When I was younger I always has the same recurring dream. A giant sphere, the biggest object I can ever imagine chasing me. The sphere never actually catches to me, but it would persistently keep up. I think I was trying to run away but I don't remember seeing ground or sky it was only me and this giant sphere. After a few years the dreams stopped. I no longer have this dream but I always remember it. I was really scared not because it was chasing me but because of the size of this ball was scary.
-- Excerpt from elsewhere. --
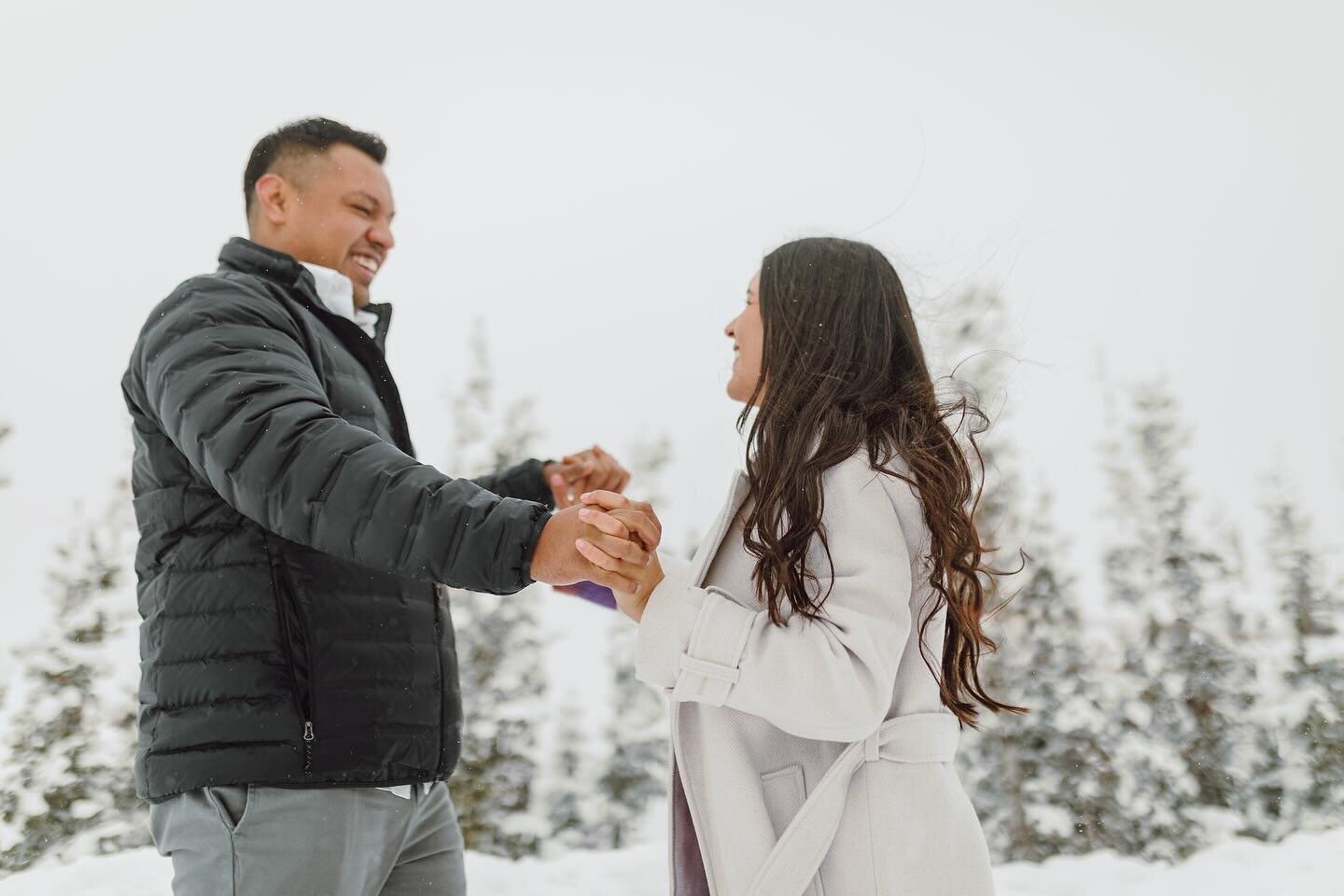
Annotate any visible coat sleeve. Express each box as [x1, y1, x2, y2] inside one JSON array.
[[471, 459, 555, 509], [123, 281, 549, 594], [636, 462, 911, 741]]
Can anyone interpret this? thanks :smiley:

----------


## Baron Samedi

> When I was younger I always has the same recurring dream. A giant sphere, the biggest object I can ever imagine chasing me. The sphere never actually catches to me, but it would persistently keep up. I think I was trying to run away but I don't remember seeing ground or sky it was only me and this giant sphere. After a few years the dreams stopped. I no longer have this dream but I always remember it. I was really scared not because it was chasing me but because of the size of this ball was scary.
> 
> Can anyone interpret this? thanks



Apparently, having nightmares of giant shapes is a somewhat common theme. A user called TheCusp started a thread about that. 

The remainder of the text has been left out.